In West Virginia, Father's Day was first recognized during a church service at Williams Memorial Methodist Episcopal Church South. Grace Golden Clayton, who is reported to have suggested the service to the pastor at Williams Memorial, is believed to have been inspired to celebrate fathers after a mine explosion in the nearby community of Monongah a few months before. This explosion killed 361 men, many of them fathers and recent immigrants to the United States from Italy.

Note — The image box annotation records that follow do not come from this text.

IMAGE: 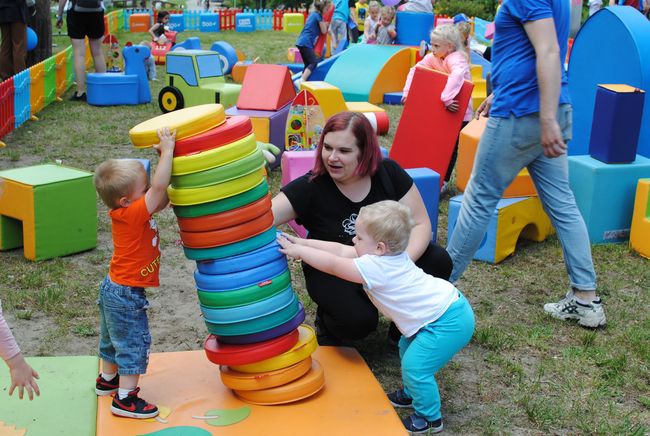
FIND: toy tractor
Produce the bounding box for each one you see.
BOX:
[158,50,241,113]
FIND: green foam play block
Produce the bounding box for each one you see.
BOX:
[0,356,99,436]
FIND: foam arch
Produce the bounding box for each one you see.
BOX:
[569,7,650,157]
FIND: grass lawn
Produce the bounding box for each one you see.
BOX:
[0,26,650,435]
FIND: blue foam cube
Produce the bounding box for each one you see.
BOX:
[589,85,645,163]
[569,155,650,243]
[406,168,440,241]
[235,12,255,32]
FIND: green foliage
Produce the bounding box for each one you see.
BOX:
[435,0,498,21]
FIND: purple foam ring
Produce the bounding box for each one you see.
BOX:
[217,303,305,344]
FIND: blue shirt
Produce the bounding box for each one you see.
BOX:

Another driving force behind the establishment of Father's Day was Mrs. Sonora Smart Dodd. Her father was William Jackson Smart, who reared his six children in Spokane, Washington as a single father. Although she initially suggested setting Father's Day on June 5 in Spokane (which was her father's birthday), the other people involved did not think they would have time enough for a fitting celebration. So the first Father's Day was held instead on the third Sunday of June. The first June Father's Day was celebrated on June 19, 1908, in Spokane, WA, at the Spokane YMCA.

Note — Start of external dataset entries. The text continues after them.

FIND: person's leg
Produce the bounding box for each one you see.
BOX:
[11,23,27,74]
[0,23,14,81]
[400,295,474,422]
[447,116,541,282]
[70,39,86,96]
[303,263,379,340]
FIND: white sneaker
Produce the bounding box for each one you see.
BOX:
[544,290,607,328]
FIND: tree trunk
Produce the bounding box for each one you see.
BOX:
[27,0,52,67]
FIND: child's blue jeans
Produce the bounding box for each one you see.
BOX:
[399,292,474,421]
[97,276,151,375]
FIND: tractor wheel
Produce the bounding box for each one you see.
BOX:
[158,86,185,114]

Orator and politician William Jennings Bryan embraced the concept immediately and began sharing his support broadly. President Woodrow Wilson was the first U.S. President to celebrate Father's Day in June of 1916, a party hosted by his family. President Calvin Coolidge recommended it as a national holiday in 1924. In 1966, President Lyndon Johnson by executive order made Father's Day a holiday to be celebrated on the third Sunday of June. The holiday was not officially recognized until 1972, when it was formally acknowledged by a Congressional Act setting it permanently on the third Sunday in June nationwide.